10

35 7 2
                                    

-IN THIRD-PERSON NARRATIVE-

"Sakit tau Raaaa, iya iya gue ngaku salah iya maaf."

"Kenapa lo gitu sih, jahat!" Kiara tetap memukul lengan Evan keras. Ia hanya ingin melampiaskan semua rasa kesalnya pada laki-laki itu.

Di saat Evan meringis kesakitan, seorang perempuan lewat.
Perempuan yang akhir-akhir ini menjauhi mereka berdua.

"NISAAAA!" Teriak Evan tepat disamping telinga Kiara. Yang dipanggil tak bergeming.

Dengan santainya, Nisa tetap melangkahkan kaki menuju kelas. Ia hanya ingin cepat sampai ke kelas. Selain ingin menghindari dua orang yang tak merasakan perasaan masing-masing itu, ia juga sedang berusaha menyembunyikan sesuatu.
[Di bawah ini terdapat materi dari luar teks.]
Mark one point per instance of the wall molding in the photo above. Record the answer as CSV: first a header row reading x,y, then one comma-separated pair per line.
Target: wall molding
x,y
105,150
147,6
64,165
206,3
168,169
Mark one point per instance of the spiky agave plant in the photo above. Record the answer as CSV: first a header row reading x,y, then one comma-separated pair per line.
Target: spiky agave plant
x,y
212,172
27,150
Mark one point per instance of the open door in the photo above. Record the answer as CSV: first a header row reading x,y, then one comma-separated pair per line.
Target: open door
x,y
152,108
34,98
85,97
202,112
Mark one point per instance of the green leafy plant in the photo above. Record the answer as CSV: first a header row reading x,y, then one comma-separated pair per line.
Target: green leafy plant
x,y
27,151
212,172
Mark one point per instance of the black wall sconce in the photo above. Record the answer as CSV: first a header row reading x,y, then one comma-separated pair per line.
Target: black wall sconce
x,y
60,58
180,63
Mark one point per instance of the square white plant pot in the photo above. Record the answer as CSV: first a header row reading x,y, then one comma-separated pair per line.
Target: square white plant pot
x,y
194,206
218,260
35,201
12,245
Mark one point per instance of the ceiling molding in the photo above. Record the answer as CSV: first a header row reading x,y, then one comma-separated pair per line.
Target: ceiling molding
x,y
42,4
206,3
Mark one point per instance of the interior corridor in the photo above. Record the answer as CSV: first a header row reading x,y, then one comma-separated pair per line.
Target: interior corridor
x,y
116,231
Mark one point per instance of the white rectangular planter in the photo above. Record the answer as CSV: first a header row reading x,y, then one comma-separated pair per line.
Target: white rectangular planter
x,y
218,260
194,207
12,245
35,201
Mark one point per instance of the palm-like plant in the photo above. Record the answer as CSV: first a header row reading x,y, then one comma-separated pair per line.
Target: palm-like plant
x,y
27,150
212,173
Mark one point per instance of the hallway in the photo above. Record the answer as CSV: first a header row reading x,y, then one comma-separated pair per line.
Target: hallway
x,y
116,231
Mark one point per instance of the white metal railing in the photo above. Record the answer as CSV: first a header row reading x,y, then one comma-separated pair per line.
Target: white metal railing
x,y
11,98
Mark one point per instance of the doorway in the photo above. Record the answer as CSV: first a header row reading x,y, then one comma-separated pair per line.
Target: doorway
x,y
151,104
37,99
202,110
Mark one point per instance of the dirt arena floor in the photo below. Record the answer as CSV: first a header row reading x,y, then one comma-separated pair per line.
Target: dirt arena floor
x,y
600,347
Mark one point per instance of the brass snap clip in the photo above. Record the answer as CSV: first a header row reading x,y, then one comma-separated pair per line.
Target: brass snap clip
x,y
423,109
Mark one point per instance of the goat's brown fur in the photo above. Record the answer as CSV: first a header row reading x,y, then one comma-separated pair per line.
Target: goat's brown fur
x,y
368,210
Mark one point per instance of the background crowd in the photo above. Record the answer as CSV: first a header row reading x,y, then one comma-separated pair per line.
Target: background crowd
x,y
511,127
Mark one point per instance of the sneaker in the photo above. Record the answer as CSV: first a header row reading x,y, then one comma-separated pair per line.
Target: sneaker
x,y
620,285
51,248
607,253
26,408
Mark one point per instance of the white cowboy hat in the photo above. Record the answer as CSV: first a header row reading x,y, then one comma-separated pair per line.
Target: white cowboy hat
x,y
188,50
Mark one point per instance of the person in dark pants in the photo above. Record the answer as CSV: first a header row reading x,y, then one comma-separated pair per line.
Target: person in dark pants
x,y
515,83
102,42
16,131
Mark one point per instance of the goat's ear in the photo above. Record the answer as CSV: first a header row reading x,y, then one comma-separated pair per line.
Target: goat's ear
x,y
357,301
Apa lagi jika bukan perasaannya?

Melihat Nisa yang malah menghindar, lantas membuat dua sejoli itu mengejarnya.

Jarak mereka semakin menipis, Kiara berlari kecil untuk menggapai lengan halus milik Nisa, namun dengan tangkasnya Nisa menepis tangan kecil Kiara.

Kiara menahan tangisnya. Ia hancur melihat sahabatnya memperlakukannya begitu.

"JAUHIN GUE!" Bentak Nisa di depan Kiara.

Kiara yang tak tau apa kesalahannya langsung memeluk Nisa erat. Lagi, dengan tangkasnya, Nisa menjatuhkan tubuh indah Kiara.

Kiara tak sanggup membendung tangisnya. Namun, entah mengapa belum ada sedikit pun bulir air yang berani keluar dari pelupuk matanya. 

Kiara terduduk menyedihkan di atas tanah. Evan yang melihat kejadian itu benar-benar tak percaya akan apa yang dilakukan orang yang katanya sahabat Kiara itu.

"LO APA-APAAN SI NIS!" Evan membalas perlakuan Nisa pada Kiara dengan bentakan. Adu mulut terjadi antara mereka berdua.

Kiara hanya bisa menahan tangis. Ia tak bisa melakukan apapun.

"DIA BUKAN SAHABAT GUE!" Ucap Nisa mengakhiri perdebatan dan pergi begitu saja dari hadapan Kiara dan Evan.

Kiara sudah tak sanggup menahan dirinya dan akhirnya tumpahlah seluruh air mata yang daritadi Ia tahan dengan begitu keras.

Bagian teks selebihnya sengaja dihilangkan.